Overview of the ICBIT Modules

Module 1 Psycho-education about tics and awareness training for tic occurrence ("Tic detectives'' team). Youth and their parents are taught to recognize their tics and increase awareness of precipitating and maintaining factors associated with tics. They are asked to monitor and record their tics daily (e.g., time of day, location and activity, the number of tics). Youth and their parents simply enter the data by clicking the interactive fields in the table. To keep children actively engaged in the program, parents are taught how to reword their child's efforts and record the points the child won.
Module 2 Stress management skills (deep breathing and stress inoculation training and imagery).
Module 3 Identifying factors that exacerbate tics (e.g., social settings, watching television) and developing functional strategies and day-to-day changes for reducing contact with contextual factors and improving coping skills in dealing with such factors. Coping skills and strategies are linked to a corresponding matrix that directs participants how and when to use them. For example, if tics are more prominent when watching television, less screen time is suggested as a strategy for reducing tics. Likewise, a child who starts tics more before an exam at school would be taught to manage his or her stress before and during the exam.
Module 4 Education about a competing response and identifying premonitory urge for the first (out of 6) tic that the child identifies as his or hers most bothersome tics. Participants are introduced to perform a movement that is incompatible with the tic using antagonistic muscles (a "Tic blocker") that the child may apply when the urge for the tic is felt. A detailed list of 21 suggested competing responses for various motor and vocal tics and specifically created video clips, presenting a clinician specialized in CBIT for children, are used to illustrate choosing and practicing a range of competing responses.
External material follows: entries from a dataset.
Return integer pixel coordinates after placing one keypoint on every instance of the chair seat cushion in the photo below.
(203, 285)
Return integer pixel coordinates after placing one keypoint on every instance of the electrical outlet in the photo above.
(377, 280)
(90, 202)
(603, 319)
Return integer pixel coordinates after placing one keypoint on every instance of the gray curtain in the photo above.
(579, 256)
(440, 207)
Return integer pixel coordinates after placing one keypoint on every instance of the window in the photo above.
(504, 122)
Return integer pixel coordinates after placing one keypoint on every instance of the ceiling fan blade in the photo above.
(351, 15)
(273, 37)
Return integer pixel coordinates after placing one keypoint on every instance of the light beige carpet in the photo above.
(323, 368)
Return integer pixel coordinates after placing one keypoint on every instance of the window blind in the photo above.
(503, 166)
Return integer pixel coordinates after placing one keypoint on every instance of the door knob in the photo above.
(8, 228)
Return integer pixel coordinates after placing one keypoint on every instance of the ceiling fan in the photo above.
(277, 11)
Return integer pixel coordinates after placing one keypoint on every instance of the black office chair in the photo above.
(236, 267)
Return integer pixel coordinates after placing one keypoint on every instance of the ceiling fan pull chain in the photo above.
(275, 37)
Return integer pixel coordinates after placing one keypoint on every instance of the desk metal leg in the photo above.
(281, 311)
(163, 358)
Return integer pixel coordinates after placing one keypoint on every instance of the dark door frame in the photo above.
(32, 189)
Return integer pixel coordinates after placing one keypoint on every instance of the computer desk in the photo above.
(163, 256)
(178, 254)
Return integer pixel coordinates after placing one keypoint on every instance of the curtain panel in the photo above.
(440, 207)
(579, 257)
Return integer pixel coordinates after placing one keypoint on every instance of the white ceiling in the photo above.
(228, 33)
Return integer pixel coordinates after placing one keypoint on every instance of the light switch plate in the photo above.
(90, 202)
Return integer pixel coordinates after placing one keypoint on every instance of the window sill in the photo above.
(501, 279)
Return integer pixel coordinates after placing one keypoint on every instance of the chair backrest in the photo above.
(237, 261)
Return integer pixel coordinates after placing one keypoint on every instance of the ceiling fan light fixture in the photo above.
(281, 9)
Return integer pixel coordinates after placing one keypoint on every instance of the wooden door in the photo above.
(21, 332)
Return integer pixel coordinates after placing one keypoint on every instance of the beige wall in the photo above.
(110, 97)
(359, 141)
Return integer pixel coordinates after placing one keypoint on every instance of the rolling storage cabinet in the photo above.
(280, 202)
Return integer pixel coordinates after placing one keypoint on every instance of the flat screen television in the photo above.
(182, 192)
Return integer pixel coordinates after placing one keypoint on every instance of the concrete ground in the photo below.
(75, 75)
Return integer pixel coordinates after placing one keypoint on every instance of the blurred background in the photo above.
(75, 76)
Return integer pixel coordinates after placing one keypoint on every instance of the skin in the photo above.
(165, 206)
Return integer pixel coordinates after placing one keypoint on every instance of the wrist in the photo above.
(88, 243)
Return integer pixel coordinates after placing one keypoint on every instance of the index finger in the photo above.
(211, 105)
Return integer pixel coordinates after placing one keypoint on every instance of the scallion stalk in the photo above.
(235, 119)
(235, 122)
For example, a corresponding competing response for a shoulder shrug tic: "push shoulders downward to tighten shoulders and arms muscles against the shrugging movement". The child is taught to recognize the premonitory urge and begin pushing shoulders downward as a competing response.
Module 5–7 Continue training for the second, third, fourth and the fifth tics (if a child has three tics or less, the guiding principles are to continue practicing the skills on the same tics).
Module 8 Continue training for the sixth tic and generalization training. Participants practice in various daily situations including more challenging situations that may exacerbate tics (e.g., preparing for an exam, playing computer games).
Module 9 Maintaining intervention gains and relapse prevention. Creating a “final project” (e.g., a simple folder detailing the methods and gains achieved and coping skills that may help to promote further improvement and relapse prevention); instructions and demonstrations for further practicing and weekly activities intendent to assist with maintenance and improvement (e.g., recording tics and setting new goals such as practicing the skills on additional tics, in various situations and during periods of tic exacerbation).